Front and western side
|Location||Near the junction of Ripshin and Laurel Creek Roads, near Troutdale, Virginia|
|Area||76 acres (31 ha)|
|NRHP reference #||71000979|
|Added to NRHP||September 22, 1971|
|Designated NHL||November 11, 1971|
|Designated VLR||March 2, 1971|
Ripshin Farm, also known as the Sherwood Anderson Farm is a historic farm property at the junction of Routes 603 and 732 near Troutdale, Virginia, United States. It was developed as a summer home and later year-round home by writer Sherwood Anderson (1876-1941), and is where he wrote most of his later works. It was declared a National Historic Landmark in 1971.
Ripshin Farm is located in a rural setting in Virginia's southwestern hills, east of the village of Troutdale. It is set on a rise overlooking the confluence of Ripshin and Lauren Creeks, and is accessed by a long drive on the east side of Route 603 north of its junction with Route 732. The property consists of 76 acres (31 ha), much of which is wooded, but with views cleared to the west. It includes the main house, two small guest cottages, and a log cabin in which Anderson did his writing. The main house is 1-1/2 stories in height, with a central section of fieldstone flanked by log wings.

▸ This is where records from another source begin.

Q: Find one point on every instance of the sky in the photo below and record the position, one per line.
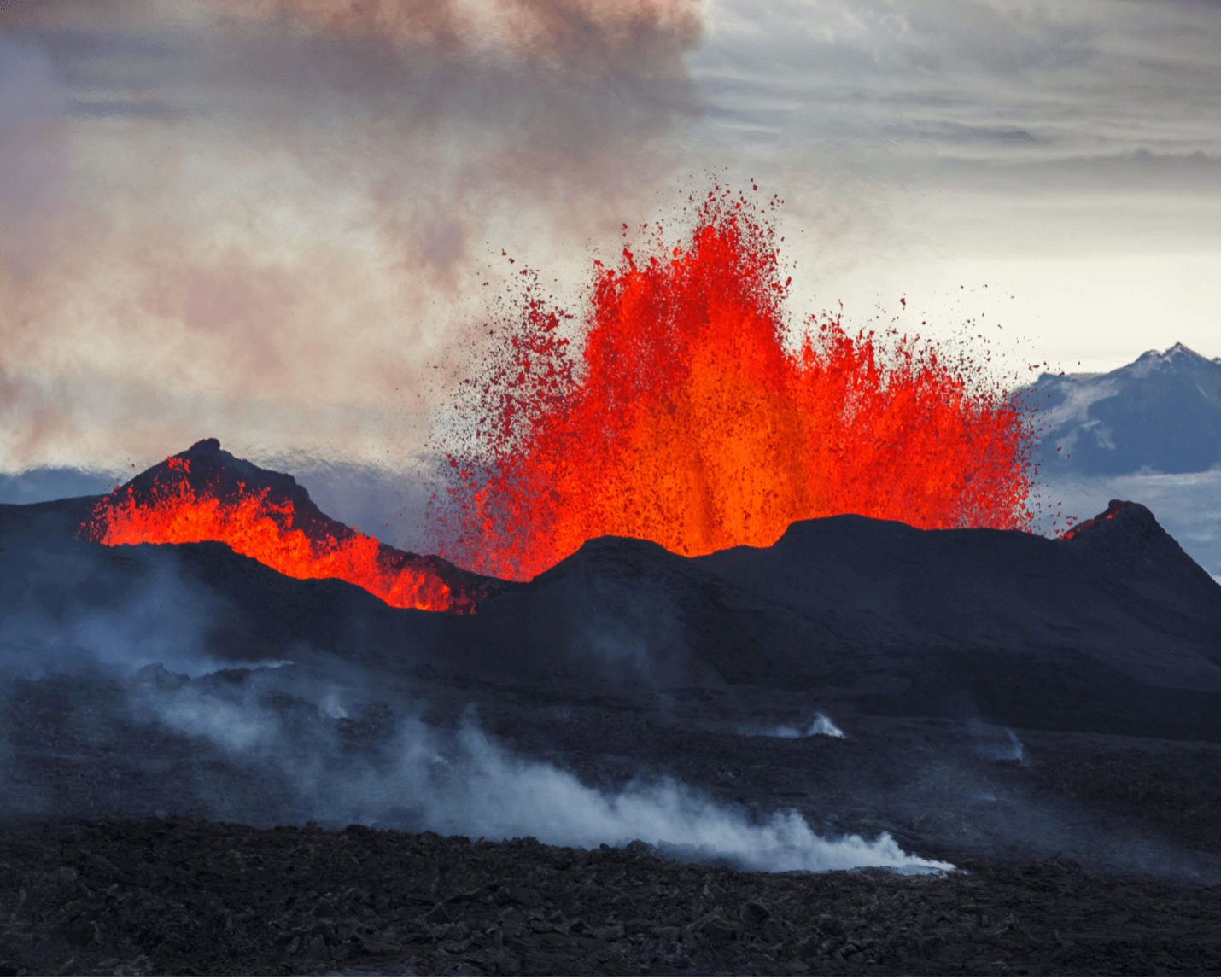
(272, 222)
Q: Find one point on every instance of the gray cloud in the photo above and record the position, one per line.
(278, 212)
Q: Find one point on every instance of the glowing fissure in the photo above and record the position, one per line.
(684, 419)
(257, 525)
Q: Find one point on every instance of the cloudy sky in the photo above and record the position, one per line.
(270, 222)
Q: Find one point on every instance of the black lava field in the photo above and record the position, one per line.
(865, 750)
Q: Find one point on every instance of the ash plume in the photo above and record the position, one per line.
(283, 195)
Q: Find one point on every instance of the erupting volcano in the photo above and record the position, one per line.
(685, 420)
(207, 494)
(676, 414)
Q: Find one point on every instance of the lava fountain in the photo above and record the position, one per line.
(207, 494)
(676, 412)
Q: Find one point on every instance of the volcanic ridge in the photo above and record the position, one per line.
(187, 732)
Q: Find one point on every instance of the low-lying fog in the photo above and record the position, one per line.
(306, 747)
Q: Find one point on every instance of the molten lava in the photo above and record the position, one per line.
(685, 420)
(178, 503)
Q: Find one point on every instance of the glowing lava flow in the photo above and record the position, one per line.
(170, 507)
(684, 419)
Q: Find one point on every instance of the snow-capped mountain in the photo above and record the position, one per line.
(1161, 412)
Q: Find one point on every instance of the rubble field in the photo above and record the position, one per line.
(193, 897)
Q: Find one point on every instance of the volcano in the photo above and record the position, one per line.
(192, 729)
(207, 494)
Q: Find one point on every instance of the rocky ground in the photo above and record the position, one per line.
(190, 897)
(1041, 715)
(1088, 855)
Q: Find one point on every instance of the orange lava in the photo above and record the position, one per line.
(261, 528)
(684, 419)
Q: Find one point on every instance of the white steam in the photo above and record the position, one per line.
(1010, 747)
(821, 725)
(466, 784)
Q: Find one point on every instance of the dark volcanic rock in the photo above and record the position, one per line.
(1005, 698)
(188, 897)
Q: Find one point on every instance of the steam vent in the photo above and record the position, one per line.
(243, 738)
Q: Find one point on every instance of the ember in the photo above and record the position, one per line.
(207, 494)
(685, 420)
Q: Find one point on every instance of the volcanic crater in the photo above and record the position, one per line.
(216, 767)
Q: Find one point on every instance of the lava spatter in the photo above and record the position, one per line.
(207, 494)
(678, 412)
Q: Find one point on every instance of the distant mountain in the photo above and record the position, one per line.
(1160, 412)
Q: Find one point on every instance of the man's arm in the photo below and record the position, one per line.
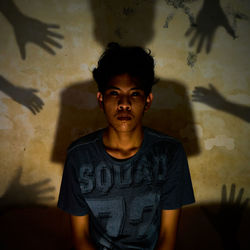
(80, 233)
(168, 230)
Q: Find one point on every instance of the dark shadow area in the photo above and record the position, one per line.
(21, 95)
(30, 30)
(79, 115)
(18, 195)
(128, 22)
(211, 97)
(49, 228)
(223, 226)
(209, 19)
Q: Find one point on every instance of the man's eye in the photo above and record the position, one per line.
(113, 93)
(135, 94)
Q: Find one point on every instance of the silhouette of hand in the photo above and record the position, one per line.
(31, 30)
(29, 99)
(227, 219)
(209, 19)
(209, 96)
(18, 195)
(23, 96)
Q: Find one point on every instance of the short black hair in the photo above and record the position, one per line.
(117, 60)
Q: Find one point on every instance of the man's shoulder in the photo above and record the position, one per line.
(86, 140)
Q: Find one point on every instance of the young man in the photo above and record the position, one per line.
(124, 185)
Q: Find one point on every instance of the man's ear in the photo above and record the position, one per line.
(149, 100)
(99, 97)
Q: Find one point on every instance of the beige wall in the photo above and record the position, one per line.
(32, 147)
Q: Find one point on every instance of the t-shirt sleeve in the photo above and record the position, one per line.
(177, 189)
(70, 198)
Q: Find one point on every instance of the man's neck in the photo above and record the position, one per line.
(122, 145)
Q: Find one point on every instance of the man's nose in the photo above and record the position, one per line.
(124, 103)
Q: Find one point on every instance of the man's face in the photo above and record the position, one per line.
(124, 103)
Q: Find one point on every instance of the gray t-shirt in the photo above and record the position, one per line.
(124, 198)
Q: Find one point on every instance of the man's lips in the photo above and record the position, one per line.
(124, 118)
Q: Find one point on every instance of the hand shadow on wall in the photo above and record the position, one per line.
(216, 226)
(209, 19)
(79, 115)
(21, 95)
(18, 195)
(211, 97)
(180, 4)
(30, 30)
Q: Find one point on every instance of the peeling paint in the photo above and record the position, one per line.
(219, 141)
(191, 59)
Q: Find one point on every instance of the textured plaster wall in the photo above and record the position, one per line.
(47, 96)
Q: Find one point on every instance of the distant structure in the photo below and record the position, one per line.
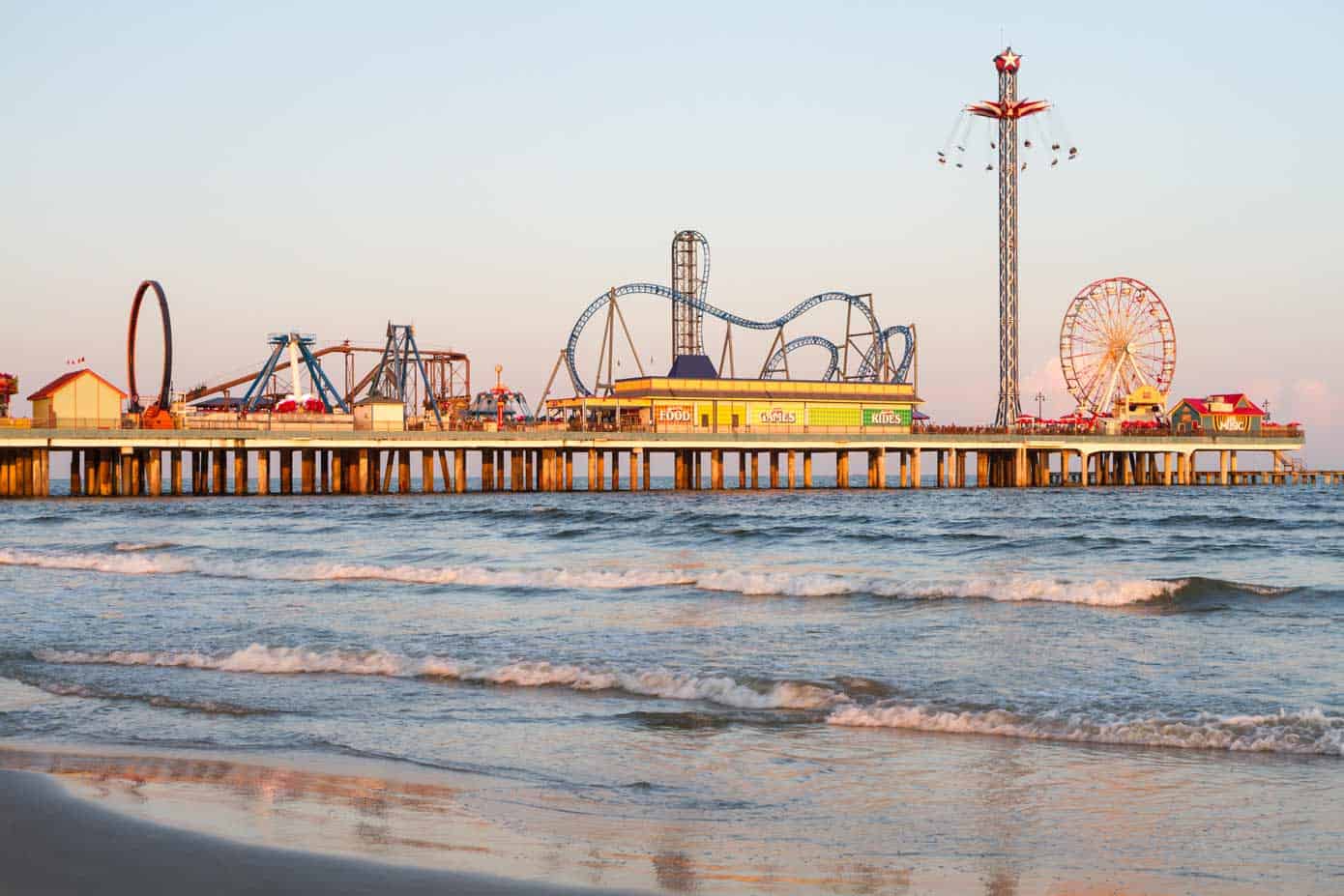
(691, 282)
(1008, 110)
(78, 399)
(1117, 336)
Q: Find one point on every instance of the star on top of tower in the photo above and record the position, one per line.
(1007, 61)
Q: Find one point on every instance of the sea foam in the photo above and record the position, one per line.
(1306, 731)
(647, 682)
(1103, 593)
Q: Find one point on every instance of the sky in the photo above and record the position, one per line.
(484, 171)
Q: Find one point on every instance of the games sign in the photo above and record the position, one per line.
(777, 417)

The property was a small farm when Sherwood Anderson purchased it in 1925. He at first lived in a log cabin on the site, while the house was under construction. It would serve as his home and principal writing location until his death in 1941. Anderson was one of the first writers of his time to create candid depictions of the sometimes gritty aspects of life, and for his frankly self-revealing works. He was acknowledged as a major influence on a generation of writers, including William Faulkner, Stephen Vincent Benet and Eudora Welty. His most popular work, Dark Laughter, was completed here in 1925.